The Republicans were quick to respond.

"Americans have been hurting, but when we demanded solutions, too often Washington responded with the same stale mindset that led to failed policies like Obamacare," said new Iowa Sen. Joni Ernst, referring to Obama's health care overhaul. Her remarks were released ahead of delivery in the Republican response. "It's a mindset that gave us political talking points, not serious solutions."

The president came out of his party's bruising November election losses with a surprising burst of activity and a bump in approval ratings. He has already vowed to veto seven legislative measures that are coming out of the new Republican-controlled Congress -- measures ranging from approving the construction of the Keystone XL oil pipeline from Canada to the U.S. Gulf coast to an effort to hobble his health care overhaul to budget actions that would undo his executive actions on immigration reform.

While the economy was expected to dominate the president's address, he also promoted his recent decision to normalize diplomatic relations with Cuba and asked for a new congressional approval and funding for the military campaign against the Islamic State group in Iraq and Syria.

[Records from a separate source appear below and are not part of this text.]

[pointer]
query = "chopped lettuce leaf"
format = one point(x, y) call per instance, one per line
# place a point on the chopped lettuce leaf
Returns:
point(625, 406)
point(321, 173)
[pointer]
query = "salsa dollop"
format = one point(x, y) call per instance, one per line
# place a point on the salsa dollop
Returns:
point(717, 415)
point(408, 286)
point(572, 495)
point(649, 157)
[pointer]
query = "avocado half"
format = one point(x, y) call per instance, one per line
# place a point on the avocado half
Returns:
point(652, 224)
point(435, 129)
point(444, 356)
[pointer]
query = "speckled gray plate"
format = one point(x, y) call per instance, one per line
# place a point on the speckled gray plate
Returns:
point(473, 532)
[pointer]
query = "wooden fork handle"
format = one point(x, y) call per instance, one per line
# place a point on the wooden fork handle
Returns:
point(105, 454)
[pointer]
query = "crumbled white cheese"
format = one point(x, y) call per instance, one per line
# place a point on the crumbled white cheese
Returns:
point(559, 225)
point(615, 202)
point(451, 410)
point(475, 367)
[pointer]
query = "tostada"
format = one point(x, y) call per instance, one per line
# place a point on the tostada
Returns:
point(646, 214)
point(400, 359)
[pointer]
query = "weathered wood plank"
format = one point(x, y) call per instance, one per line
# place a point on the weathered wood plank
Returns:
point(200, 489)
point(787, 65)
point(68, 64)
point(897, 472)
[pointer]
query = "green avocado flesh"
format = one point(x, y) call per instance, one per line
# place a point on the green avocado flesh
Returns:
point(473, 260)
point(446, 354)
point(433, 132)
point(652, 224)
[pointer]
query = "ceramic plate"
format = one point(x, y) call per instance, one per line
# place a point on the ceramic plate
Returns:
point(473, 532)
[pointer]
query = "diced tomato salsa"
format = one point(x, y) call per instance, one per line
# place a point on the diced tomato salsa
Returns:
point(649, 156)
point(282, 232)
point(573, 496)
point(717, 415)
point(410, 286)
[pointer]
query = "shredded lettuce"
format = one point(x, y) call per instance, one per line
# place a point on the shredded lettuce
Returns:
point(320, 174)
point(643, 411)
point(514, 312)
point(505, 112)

"I call on this Congress to show the world that we are united in this mission by passing a resolution to authorize the use of force against ISIL," Obama said, referring to the Islamic State group.

While Republicans won't pass the new tax measures, Obama is putting them in the unappealing spot of blocking measures that would offer broad economic benefits to the middle class. Obama has a strong argument in that the U.S. economy is on course for a robust recovery from the Great Recession but most of the benefits have not found their way to middle America. Obama looks ready to continue the partisan battle with Republicans that dominated all but the first year of his presidency.

Regardless of the reticence of congressional Republicans to put a bigger tax bite on the wealthy, potential Republican presidential candidates Jeb Bush and Mitt Romney already are talking openly about income inequality and the need to give lower-earning Americans more opportunities.